If you are really interested in doing a test of function call overhead, you should check the resultant assembly to ensure that the function really was (or wasn't) inlined. I'm not intimately familiar with VC++, but it may have a compiler-specific method of forcing or prohibiting the inlining of a function (however the standard C++ inline
keyword will not be it).
So I suppose the answer to the larger context of your investigation is: don't worry about explicit inlining. Modern compilers know when to inline and when not to, and will generally make better decisions about it than even very experienced programmers. That's why the inline
keyword is often entirely ignored. You should not worry about explicitly forcing or prohibiting inlining of a function unless you have a very specific need to do so (as a result of profiling your program's execution and finding that a bottleneck could be solved by forcing an inline that the compiler has for some reason not done).
Re: the assembly:
; 30 : const unsigned int maxUINT = -1;
; 31 : clock_t start = clock();
mov esi, DWORD PTR __imp__clock
push edi
call esi
mov edi, eax
; 32 :
; 33 : //============================ NON-INLINE TEST ===============================//
; 34 : for(unsigned int i = 0; i < maxUINT; ++i)

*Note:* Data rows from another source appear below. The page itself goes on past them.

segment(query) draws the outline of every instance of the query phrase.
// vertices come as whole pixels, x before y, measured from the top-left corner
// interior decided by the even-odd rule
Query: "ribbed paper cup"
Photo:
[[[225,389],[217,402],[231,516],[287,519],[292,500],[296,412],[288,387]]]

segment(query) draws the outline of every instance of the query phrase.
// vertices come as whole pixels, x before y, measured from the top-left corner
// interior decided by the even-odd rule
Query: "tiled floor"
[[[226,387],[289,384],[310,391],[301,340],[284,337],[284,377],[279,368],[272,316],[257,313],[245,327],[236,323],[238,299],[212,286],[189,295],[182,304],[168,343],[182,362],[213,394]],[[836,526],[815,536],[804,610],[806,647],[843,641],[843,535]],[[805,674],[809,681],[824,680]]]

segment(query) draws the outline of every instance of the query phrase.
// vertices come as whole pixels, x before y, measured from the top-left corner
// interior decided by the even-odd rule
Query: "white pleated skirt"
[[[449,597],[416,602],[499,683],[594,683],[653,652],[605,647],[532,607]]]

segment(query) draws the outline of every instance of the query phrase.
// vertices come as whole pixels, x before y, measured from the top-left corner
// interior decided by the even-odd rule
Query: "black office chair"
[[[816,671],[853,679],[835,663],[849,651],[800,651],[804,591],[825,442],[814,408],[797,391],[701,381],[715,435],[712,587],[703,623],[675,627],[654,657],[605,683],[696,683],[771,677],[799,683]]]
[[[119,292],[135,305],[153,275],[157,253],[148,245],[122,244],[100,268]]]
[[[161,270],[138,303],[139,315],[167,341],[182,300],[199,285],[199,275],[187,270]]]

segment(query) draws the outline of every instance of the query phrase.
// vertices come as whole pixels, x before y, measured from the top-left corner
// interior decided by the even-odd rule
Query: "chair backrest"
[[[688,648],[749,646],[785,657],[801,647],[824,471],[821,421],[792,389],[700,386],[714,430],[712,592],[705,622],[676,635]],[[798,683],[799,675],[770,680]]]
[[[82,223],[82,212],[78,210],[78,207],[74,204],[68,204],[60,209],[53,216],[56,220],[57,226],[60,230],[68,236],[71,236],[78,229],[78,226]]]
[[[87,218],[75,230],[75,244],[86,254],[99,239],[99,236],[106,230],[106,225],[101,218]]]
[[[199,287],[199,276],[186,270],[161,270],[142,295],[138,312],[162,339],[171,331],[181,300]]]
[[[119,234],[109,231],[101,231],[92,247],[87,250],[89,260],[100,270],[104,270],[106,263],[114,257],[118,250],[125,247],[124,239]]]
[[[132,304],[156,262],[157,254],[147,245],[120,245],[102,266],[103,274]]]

; 35 : blank(1.1,2.2,3.3);
; 36 :
; 37 : clock_t end = clock();
call esi
This assembly is:
Note what's missing: calling your function a whole bunch of times
The compiler has noticed that you don't do anything with the result of the function and that the function has no side-effects, so it is not being called at all.
You can likely get it to call the function anyway by compiling with optimizations off (in debug mode).